The U.S. Supreme Court on Monday sided with the Trump administration in allowing the termination of Temporary Protected Status (TPS) from deportation for nearly 350,000 Venezuelans living in the United States.
The court granted a request from the Justice Department to lift a previous ruling by U.S. District Judge Edward Chen in San Francisco, which had temporarily blocked the decision by Homeland Security Secretary Kristi Noem to end TPS for Venezuelans.
TPS is a humanitarian program that grants work permits and protection from deportation to individuals from countries deemed unsafe due to war, natural disaster, or crisis.
The Supreme Court’s order was unsigned, as is common in emergency cases. Justice Ketanji Brown Jackson was the only justice to publicly dissent.

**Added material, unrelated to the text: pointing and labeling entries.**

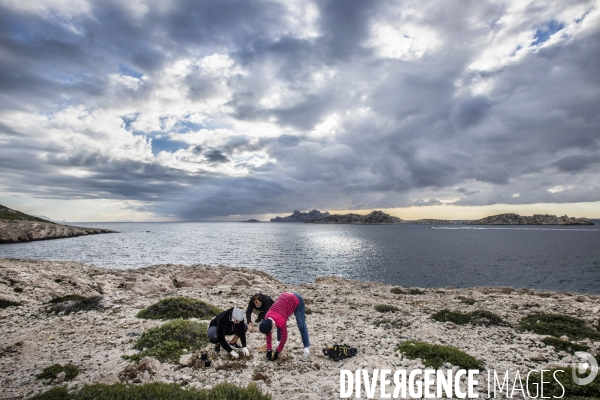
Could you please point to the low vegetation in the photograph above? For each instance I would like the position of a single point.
(74, 303)
(435, 355)
(51, 372)
(557, 325)
(150, 391)
(7, 303)
(565, 377)
(386, 308)
(564, 345)
(477, 317)
(466, 300)
(168, 341)
(179, 307)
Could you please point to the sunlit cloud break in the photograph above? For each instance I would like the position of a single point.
(195, 111)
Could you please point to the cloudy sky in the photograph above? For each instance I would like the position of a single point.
(212, 110)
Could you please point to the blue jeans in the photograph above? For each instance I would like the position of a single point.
(300, 320)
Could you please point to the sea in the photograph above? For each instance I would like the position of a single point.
(560, 258)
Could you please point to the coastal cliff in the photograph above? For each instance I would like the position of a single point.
(338, 311)
(16, 226)
(298, 216)
(536, 219)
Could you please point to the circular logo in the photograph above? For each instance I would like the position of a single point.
(585, 363)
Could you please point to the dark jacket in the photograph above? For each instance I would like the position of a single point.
(262, 310)
(225, 326)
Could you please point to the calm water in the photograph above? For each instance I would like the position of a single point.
(557, 258)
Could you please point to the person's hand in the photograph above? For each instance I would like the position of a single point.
(306, 353)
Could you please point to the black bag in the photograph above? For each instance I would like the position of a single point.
(338, 352)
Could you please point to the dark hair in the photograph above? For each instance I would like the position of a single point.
(257, 297)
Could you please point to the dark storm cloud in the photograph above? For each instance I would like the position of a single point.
(353, 124)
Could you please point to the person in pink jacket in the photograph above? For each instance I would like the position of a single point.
(287, 303)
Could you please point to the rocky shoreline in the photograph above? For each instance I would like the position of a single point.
(25, 231)
(536, 219)
(341, 311)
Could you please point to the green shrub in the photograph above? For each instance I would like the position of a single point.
(52, 371)
(571, 389)
(477, 317)
(564, 345)
(557, 325)
(386, 308)
(466, 300)
(434, 355)
(155, 391)
(7, 303)
(167, 342)
(74, 303)
(179, 307)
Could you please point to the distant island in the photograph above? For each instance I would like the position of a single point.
(298, 216)
(536, 219)
(16, 226)
(373, 218)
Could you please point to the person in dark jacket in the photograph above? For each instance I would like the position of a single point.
(259, 304)
(229, 322)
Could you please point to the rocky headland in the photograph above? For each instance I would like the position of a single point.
(298, 216)
(338, 311)
(374, 218)
(16, 226)
(536, 219)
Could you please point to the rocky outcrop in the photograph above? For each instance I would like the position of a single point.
(13, 231)
(374, 218)
(427, 221)
(342, 311)
(536, 219)
(298, 216)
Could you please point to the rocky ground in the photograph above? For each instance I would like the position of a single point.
(12, 231)
(342, 312)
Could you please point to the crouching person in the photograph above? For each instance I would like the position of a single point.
(259, 305)
(287, 303)
(229, 322)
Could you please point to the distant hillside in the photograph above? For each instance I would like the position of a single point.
(14, 215)
(536, 219)
(374, 218)
(16, 226)
(298, 216)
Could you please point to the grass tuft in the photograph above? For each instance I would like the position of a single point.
(179, 307)
(564, 345)
(70, 370)
(386, 308)
(435, 355)
(74, 303)
(477, 317)
(557, 325)
(7, 303)
(466, 300)
(565, 377)
(167, 342)
(155, 391)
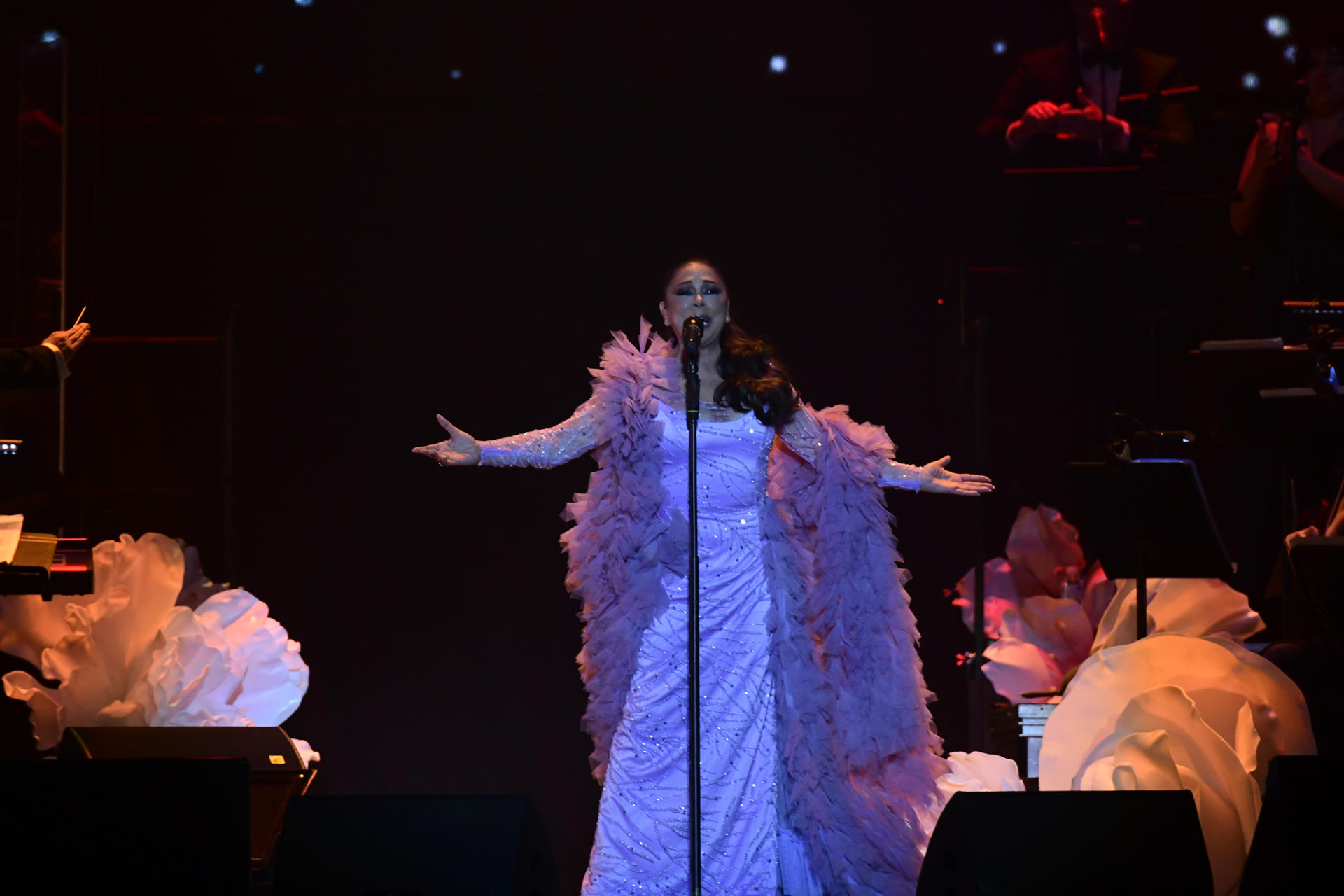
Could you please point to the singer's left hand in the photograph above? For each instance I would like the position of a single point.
(937, 477)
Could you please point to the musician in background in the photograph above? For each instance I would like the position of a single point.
(1292, 191)
(45, 365)
(1053, 109)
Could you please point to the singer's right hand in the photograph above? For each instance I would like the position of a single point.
(458, 449)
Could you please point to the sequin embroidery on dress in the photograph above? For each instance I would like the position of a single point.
(643, 833)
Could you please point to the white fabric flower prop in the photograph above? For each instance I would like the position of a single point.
(128, 656)
(1175, 711)
(1016, 666)
(1058, 626)
(226, 664)
(1040, 545)
(976, 773)
(1000, 596)
(1161, 743)
(1195, 608)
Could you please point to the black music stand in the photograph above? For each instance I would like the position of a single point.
(1149, 519)
(1319, 566)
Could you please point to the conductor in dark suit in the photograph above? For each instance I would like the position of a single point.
(1060, 105)
(45, 365)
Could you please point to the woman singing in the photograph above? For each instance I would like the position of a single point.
(818, 757)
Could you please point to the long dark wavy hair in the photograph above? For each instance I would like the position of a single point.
(753, 379)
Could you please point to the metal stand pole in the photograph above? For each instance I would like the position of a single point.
(692, 418)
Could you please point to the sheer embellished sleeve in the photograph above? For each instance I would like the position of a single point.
(804, 434)
(550, 447)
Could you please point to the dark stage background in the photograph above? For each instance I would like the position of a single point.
(370, 241)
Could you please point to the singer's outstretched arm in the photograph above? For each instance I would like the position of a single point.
(803, 433)
(547, 448)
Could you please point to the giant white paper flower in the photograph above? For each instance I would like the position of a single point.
(1161, 743)
(1179, 713)
(130, 657)
(1040, 546)
(1058, 626)
(1000, 596)
(1018, 666)
(1195, 608)
(1218, 675)
(976, 773)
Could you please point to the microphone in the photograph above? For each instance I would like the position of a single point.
(691, 333)
(692, 330)
(1100, 18)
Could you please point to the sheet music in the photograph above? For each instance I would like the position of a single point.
(10, 530)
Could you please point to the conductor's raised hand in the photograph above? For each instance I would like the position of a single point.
(458, 449)
(69, 342)
(937, 477)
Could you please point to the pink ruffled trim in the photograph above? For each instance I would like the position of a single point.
(613, 562)
(858, 745)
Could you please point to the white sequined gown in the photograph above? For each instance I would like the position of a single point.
(643, 836)
(641, 843)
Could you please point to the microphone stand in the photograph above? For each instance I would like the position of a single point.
(692, 419)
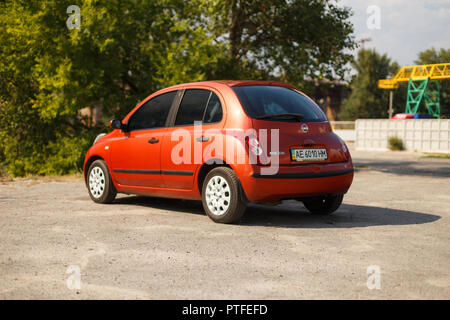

The legal challenge to the policy change was brought by Venezuelan TPS recipients and the National TPS Alliance. They argued that returning to Venezuela would be unsafe due to the country’s ongoing political and economic instability.
TPS for Venezuelans was initially granted under President Joe Biden in 2021 and extended in 2023. Just days before Biden left office in January, his administration announced the program would be extended until 2026.
After taking office, Trump’s administration reversed that decision, with Secretary Noem rescinding the 2023 extension. Homeland Security estimates that 348,202 Venezuelans were registered under that TPS designation.
Judge Chen previously ruled that the administration had violated federal administrative law and suggested the decision to revoke TPS was based on harmful stereotypes. He noted that Venezuelan TPS holders were statistically less likely to commit crimes than the general U.S. population and were more likely to hold college degrees than native-born Americans.
The 9th U.S. Circuit Court of Appeals declined to pause Chen’s ruling on April 18, prompting the Justice Department to appeal to the Supreme Court. Government lawyers argued that the lower court had overstepped its authority and undermined the discretion of the executive branch, which Congress has traditionally empowered to make flexible and rapid immigration decisions.
In response, plaintiffs warned the Supreme Court that reversing the lower court ruling would strip work authorization from hundreds of thousands of individuals, expose them to deportation to a dangerous country, and cause significant economic disruption.
The U.S. State Department currently advises against travel to Venezuela, citing risks such as wrongful detention, terrorism, civil unrest, and poor health infrastructure.
The Trump administration has also recently moved to end TPS for other groups, including thousands of Afghans and Cameroonians, though those decisions are not directly tied to this case.